Delitto di Garlasco, la nuova ricostruzione che può ribaltare le indagini: perché si parla delle tracce di sangue su dispenser e lavandino

Nuova ipotesi investigativa sul delitto di Garlasco: l'omicida di Chiara Poggi potrebbe non essersi lavato le mani.

Delitto di Garlasco, la nuova ricostruzione che può ribaltare le indagini: perché si parla delle tracce di sangue su dispenser e lavandino

Una nuova ricostruzione, un’ipotesi diversa su come sono andati i fatti nella villetta di casa Poggi, dove Chiara è stata uccisa nell’agosto del 2007. I carabinieri del nucleo investigativo di Milano e la procura di Pavia indagano su una nuova ipotesi per il delitto di Garlasco. Si parte, in questo caso, dal presupposto che l’aggressore non si sarebbe lavato le mani in bagno e non avrebbe pulito il dispenser e il lavandino dalle tracce di sangue.

Al contrario, nella sentenza di condanna definitiva per Alberto Stasi, si parla proprio del fatto che l’omicida di Chiara Poggi avrebbe lavato le mani e poi pulito in bagno. Insomma, lo scenario ora è esattamente l’opposto di quello disegnato dalla sentenza d’appello bis su Stasi, confermata dalla Cassazione con la condanna a 16 anni.
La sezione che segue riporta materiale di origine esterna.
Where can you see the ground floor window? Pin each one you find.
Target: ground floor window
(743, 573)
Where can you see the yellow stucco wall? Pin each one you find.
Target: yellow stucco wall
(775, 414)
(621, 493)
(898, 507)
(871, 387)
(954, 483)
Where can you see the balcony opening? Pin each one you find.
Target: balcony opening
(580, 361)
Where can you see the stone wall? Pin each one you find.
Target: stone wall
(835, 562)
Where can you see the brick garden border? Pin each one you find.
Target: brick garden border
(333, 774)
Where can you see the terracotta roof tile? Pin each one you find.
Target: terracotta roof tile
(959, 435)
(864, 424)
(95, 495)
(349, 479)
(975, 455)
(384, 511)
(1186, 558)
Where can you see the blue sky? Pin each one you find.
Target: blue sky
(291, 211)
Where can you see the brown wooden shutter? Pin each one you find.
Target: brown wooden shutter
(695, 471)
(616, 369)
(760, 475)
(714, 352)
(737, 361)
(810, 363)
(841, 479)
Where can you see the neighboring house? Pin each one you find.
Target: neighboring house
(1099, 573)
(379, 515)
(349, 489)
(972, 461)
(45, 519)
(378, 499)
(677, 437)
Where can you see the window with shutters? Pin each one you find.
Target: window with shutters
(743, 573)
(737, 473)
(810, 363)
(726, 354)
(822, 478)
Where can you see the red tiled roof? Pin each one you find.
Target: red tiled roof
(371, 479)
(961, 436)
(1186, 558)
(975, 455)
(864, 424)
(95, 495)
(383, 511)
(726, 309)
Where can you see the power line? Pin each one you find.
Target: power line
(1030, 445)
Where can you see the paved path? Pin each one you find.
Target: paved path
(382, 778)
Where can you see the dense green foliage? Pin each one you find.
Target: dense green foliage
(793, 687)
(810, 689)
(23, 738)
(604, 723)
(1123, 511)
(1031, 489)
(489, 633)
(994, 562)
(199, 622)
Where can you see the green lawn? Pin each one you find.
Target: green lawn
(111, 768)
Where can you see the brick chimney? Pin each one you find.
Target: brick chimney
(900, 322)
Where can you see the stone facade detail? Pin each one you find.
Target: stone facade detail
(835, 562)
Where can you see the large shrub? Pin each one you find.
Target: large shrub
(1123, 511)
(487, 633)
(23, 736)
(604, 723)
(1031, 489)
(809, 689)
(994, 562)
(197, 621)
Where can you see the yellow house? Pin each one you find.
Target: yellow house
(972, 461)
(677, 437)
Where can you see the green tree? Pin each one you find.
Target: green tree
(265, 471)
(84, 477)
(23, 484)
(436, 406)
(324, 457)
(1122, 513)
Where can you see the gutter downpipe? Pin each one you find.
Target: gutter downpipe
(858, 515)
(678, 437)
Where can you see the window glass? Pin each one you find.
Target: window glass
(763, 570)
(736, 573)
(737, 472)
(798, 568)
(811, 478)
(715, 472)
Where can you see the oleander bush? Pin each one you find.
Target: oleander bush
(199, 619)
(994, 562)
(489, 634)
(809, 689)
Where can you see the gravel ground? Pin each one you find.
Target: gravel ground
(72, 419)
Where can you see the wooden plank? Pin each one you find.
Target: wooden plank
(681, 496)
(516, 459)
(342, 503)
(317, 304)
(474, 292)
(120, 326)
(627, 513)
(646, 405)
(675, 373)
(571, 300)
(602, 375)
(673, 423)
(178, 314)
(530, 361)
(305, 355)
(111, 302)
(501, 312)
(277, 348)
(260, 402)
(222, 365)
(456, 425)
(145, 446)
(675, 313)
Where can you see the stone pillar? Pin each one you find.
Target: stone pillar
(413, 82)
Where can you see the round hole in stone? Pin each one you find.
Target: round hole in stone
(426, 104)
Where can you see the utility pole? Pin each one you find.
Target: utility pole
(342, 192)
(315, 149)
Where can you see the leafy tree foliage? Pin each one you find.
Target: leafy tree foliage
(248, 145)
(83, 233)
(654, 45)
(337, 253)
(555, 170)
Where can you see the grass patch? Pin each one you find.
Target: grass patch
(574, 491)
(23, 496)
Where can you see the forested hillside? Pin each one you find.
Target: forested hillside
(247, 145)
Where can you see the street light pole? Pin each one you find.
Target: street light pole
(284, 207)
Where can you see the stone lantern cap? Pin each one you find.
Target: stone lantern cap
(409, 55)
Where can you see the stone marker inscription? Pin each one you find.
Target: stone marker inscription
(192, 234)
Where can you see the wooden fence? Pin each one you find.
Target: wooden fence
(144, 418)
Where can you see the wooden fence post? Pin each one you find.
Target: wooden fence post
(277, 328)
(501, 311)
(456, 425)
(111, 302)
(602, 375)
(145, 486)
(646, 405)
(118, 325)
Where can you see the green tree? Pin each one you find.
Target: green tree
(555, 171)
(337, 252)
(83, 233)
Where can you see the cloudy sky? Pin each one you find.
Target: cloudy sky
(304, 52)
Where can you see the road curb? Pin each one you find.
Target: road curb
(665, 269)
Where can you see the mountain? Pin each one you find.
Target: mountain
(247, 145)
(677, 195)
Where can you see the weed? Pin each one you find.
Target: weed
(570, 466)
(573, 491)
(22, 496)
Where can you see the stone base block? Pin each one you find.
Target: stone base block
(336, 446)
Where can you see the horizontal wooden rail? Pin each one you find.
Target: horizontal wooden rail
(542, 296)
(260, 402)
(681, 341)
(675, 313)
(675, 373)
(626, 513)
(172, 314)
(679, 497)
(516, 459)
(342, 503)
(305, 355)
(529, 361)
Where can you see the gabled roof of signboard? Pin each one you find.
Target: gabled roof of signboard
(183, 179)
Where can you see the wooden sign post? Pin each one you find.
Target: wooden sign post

Tra le prove a carico di Stasi ci sono anche le “due impronte” sul dispenser del sapone che l’aggressore avrebbe utilizzato “per lavarsi le mani dopo il delitto”.

Delitto di Garlasco, perché ora si dubita del fatto che il killer si lavò le mani

In quella sentenza si spiegava che la posizione delle due impronte e “la non commistione del dna della vittima”, dimostrerebbero che la persona “maneggiò il dispenser per lavarlo accuratamente, dopo essersi lavato le mani e aver ripulito il lavandino”.

Gli investigatori cinque anni fa segnalarono che il lavandino era privo di tracce di sangue, ma dissero anche che è “impossibile che il lavandino e il dispenser” fossero stati “lavati accuratamente dall’aggressore”. Anche perché sul dispenser non si trovarono solo le due impronte di Stasi, ma anche “numerose impronte papillari sovrapposte” che in caso di lavaggio avrebbero dovuto essere “cancellate”.

Sul dispenser venne trovato pure il dna di Chiara Poggi e di sua madre, il che potrebbe dimostrare che non venne pulito. C’è poi una fotografia, scattata durante i primi sopralluoghi, nella quale si mostra la presenza di quattro capelli “neri lunghi” che non furono mai repertati. Questo indicherebbe che “il lavandino non è mai stato lavato dalla presenza di sangue”, altrimenti l’acqua li avrebbe portati via, è una delle ipotesi su cui indaga.